Die neue Lage: Antworten statt Links

AI Overviews erscheinen inzwischen für einen erheblichen Teil informationaler Suchanfragen; der AI Mode führt ganze Recherche-Dialoge, ohne dass Nutzer eine Website besuchen müssen. Für Enterprise-Websites mit großem informationalem Fußabdruck - Ratgeber, Hilfe-Center, Glossare - verändert das die Spielregeln grundlegender als jedes Core Update der letzten Jahre.

Die reflexhafte Reaktion („Unser Traffic stirbt!") greift trotzdem zu kurz. Was tatsächlich passiert, ist eine Umverteilung entlang der Suchintention - und genau dort muss die Priorisierung ansetzen.

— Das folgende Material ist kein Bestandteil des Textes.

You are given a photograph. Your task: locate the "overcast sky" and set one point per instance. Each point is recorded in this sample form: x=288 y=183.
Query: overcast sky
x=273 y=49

Was mit dem Traffic wirklich passiert

Drei Muster zeigen sich konsistent über Projekte hinweg:

  • Generische Informations-Klicks gehen zurück. „Was ist X?"-Traffic wird zunehmend in der Antwort abgefangen - dieser Traffic hat aber ohnehin selten konvertiert.
  • Qualifizierte Klicks bleiben stabil oder steigen. Wer in der KI-Antwort als Quelle zitiert wird, bekommt weniger, aber deutlich informiertere Besucher.
  • Transaktionale und Marken-Anfragen sind robust. Produkt-, Preis- und Anbietervergleiche führen weiter auf Websites - sofern die eigenen Seiten dafür gerüstet sind.
Konsequenz für KPIs

Wer 2026 noch reine Traffic-Ziele reportet, misst das Falsche. Relevante Größen: Sichtbarkeit in Antworten (Zitate), qualifizierte Sessions, Conversions aus organischen Einstiegen - und Marken-Nachfrage.

Fünf Prioritäten für Enterprise-Teams

1. Portfolio-Triage statt Gießkanne

Segmentieren Sie Ihre Inhalte nach Intention: Wo fängt die KI die Antwort ab (Definitionen, simple How-tos)? Wo bleibt der Klick (Vergleiche, Konfiguration, Preise, Tools)? Investition fließt in die zweite Gruppe - die erste wird auf Zitierfähigkeit getrimmt, nicht auf Länge.

2. Zitierfähigkeit als Template-Anforderung

Answer-first-Absätze, FAQ-Module, Autorenboxen, strukturierte Daten - das gehört ins CMS-Template, nicht in Einzeloptimierungen. Bei tausenden URLs skaliert nur, was im Template steckt.

3. Serverseitige Renderbarkeit

KI-Crawler führen JavaScript oft nicht aus. Kerninhalte müssen im initialen HTML stehen - bei vielen Enterprise-Stacks (SPA, Client-Side-Rendering) ist das die größte technische Baustelle und gehört priorisiert ins IT-Backlog.

4. Konsistente Entitäten über alle Märkte

Internationale Plattformen senden oft widersprüchliche Signale: unterschiedliche Firmierungen, Zahlen, Claims je Markt. Ein zentrales „Fakten-Register" (Name, Kennzahlen, Beschreibungen) verhindert, dass KI-Systeme Falsches lernen.

5. Messung umbauen

AI-Overview-Präsenz, Zitat-Tracking über Prompt-Sets, Referral-Segmente für KI-Systeme in GA4 - das Reporting muss die neue Realität abbilden, sonst steuert das Management mit veralteten Karten.

Governance: Wer treibt das im Konzern?

Die häufigste Blockade ist nicht Wissen, sondern Zuständigkeit: SEO-Team, Content, PR, Produkt und IT halten jeweils ein Puzzleteil. Bewährt hat sich ein schlankes „Search & Answers"-Board mit klarem Mandat: eine priorisierte Roadmap, Template-Änderungen als Change Requests, Quartals-Review der Antwort-Sichtbarkeit. Genau diese Übersetzungsarbeit zwischen Fachbereichen und IT ist der Kern meiner Projektarbeit - von Lufthansa bis StoneX.

Fazit

AI Overviews sind keine Apokalypse, sondern ein Filter: Sie bestrafen austauschbare Inhalte und belohnen Substanz, Struktur und Vertrauen. Enterprise-Websites haben dafür die besten Voraussetzungen - wenn sie ihre Trägheit überwinden und die fünf Prioritäten konsequent ins Backlog bringen.